Há exatamente meio século, em 1971, tive a sorte de conhecê-lo e entrevistá-lo em Santiago do Chile, para onde viajou a convite do então presidente socialista Salvador Allende.
Digo sorte porque, aos 26 anos, fui o último repórter do escritório da Prensa Latina, chefiado pelo jornalista e escritor argentino-cubano Jorge Timossi e composto pelos destacados colegas chilenos Hernán Uribe, Mario Cerda e Víctor Vaccaro e os uruguaios Julio Huasi, jornalista e poeta, e o fotógrafo Naúl Ojeda.
Confesso que na época não conhecia Theodorakis ou seu enorme trabalho – exceto pela trilha sonora de Zorba o Grego (1964) e Z (1969) -, deficiência que rapidamente retifiquei após aquele encontro.
A questão é que alguém, em nome de Theodorakis, ligou para o correspondente e disse a Timossi que o artista estava no Hotel Carrera, perseguido pela mídia, mas que não falaria sem antes dar uma entrevista exclusiva à Prensa Latina, um gesto de agradecimento, disse ele, pelo apoio da agência a ele e sua causa.

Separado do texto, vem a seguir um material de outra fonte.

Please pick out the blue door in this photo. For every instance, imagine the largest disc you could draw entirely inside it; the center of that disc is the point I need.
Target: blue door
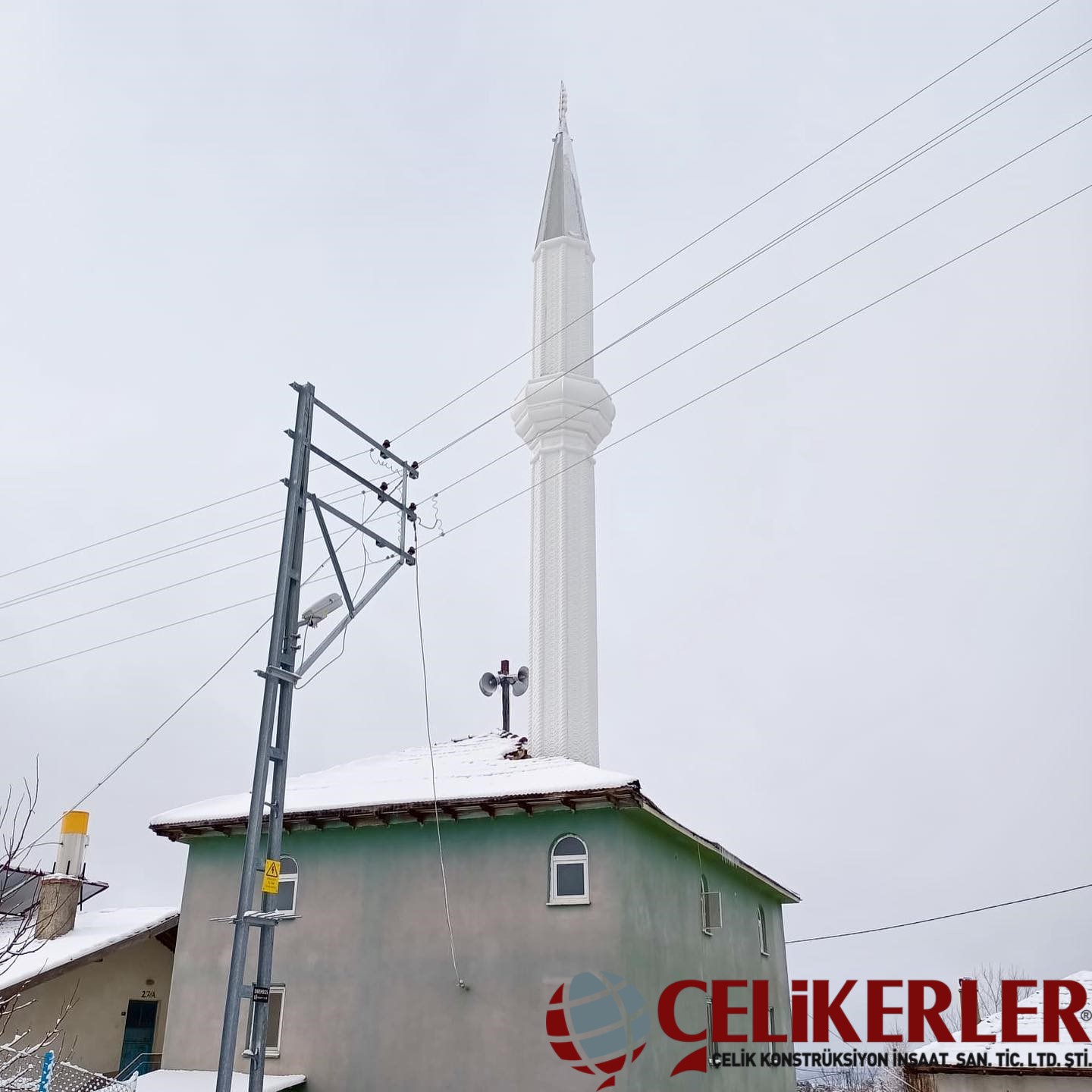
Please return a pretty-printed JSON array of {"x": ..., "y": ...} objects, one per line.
[{"x": 139, "y": 1039}]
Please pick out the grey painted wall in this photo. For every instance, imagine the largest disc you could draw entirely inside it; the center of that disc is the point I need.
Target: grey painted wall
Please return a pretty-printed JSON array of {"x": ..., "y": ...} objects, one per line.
[
  {"x": 372, "y": 998},
  {"x": 1003, "y": 1082}
]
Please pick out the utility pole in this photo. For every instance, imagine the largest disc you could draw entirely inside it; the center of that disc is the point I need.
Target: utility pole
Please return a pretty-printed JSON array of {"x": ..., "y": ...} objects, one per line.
[{"x": 281, "y": 677}]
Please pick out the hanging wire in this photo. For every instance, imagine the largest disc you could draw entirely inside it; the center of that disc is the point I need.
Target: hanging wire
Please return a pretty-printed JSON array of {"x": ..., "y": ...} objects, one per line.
[{"x": 431, "y": 764}]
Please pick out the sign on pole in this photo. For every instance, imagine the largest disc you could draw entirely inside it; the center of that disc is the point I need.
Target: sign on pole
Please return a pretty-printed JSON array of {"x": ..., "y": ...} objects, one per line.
[{"x": 271, "y": 878}]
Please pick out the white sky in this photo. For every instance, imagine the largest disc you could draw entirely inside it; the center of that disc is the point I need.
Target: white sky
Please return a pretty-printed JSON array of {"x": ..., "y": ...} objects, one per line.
[{"x": 844, "y": 605}]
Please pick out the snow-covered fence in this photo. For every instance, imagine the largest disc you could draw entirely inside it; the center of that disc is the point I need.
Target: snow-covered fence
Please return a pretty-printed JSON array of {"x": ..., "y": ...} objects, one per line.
[{"x": 23, "y": 1072}]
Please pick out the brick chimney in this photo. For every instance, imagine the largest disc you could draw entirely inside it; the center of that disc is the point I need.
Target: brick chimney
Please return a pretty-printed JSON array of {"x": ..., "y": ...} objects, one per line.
[{"x": 59, "y": 893}]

Ele perguntou quem era fluente em inglês ou francês, porque ninguém falava grego, e Theodorakis também não era fluente em espanhol. Os jornalistas mais experientes do nosso escritório ficaram inibidos e a tarefa coube a mim, o mais novato, tanto por causa do meu inglês quanto por estar em missão na época.
Com uma mensagem de Aroldo Wall, correspondente da Prensa Latina em Paris, que havia transmitido a partida do artista naquela manhã ao Chile, com informações sobre sua vida, caminhei duas quadras até o Hotel Carrera (atual chancelaria chilena).
A nota de Aroldo dizia que Teodorakis teve que passar à clandestinidade para participar da resistência contra a Junta Militar fundada em seu país em 1967, ano em que foi preso e exilado após uma greve de fome e, novamente, confinado em um campo de concentração.
Um grande movimento de solidariedade de artistas e intelectuais conseguiu que fosse deportado para a França, onde chegou em abril de 1970.
Acompanhou-me à entrevista, como sempre, com a sua pasta cheia de máquinas fotográficas e lentes, Naúl Ojeda, quem me garantiu que falava francês perfeitamente… Embora naquela tarde tenha sofrido muitos contratempos.
Ao chegarmos ao hotel, um detetive nos perguntou se éramos da Prensa Latina e nos conduziu ao terraço, próximo à piscina, onde Theodorakis e seu amigo-assistente-tradutor-guarda-costas degustavam uma caçarola de frutos do mar chilenos e vinho branco.
Eles estavam em uma mesa recostada no terraço, longe do cordão de segurança dos Carabineros e policiais à paisana que mantinham uma centena de jornalistas nacionais e estrangeiros furiosos à distância.
Só Naúl e eu passamos e nos sentamos à mesa e apertamos a mão do artista e de seu companheiro.
O grande lutador e compositor acabava de chegar da prisão e do exílio e naquela mesma noite seria recebido por Allende, que iniciou seu mandato constitucional rodeado por personalidades de todo o mundo. Também dialogaria com o poeta Pablo Neruda, para cujo Canto Geral compôs posteriormente a música.
‘Na minha cela, ouvi os despachos da Prensa Latina na Rádio Havana Cuba em grego’, disse ele, satisfeito, em sua língua, depois de passar do francês e do inglês para o espanhol.
Agradeceu a Cuba – país que visitou e com cujos dirigentes estabeleceu laços de amizade – a solidariedade demonstrada nos momentos de sofrimento.
Ele falou de Allende e seu novo processo político, de sua alegria por ser livre e pela música que queria compor.
O despacho que depois escrevi, como este, conseguido por acaso, não refletia plenamente o sentimento profundo que ali se instalou, embora, para mim, minha primeira nota importante para a Prensa Latina seja inesquecível.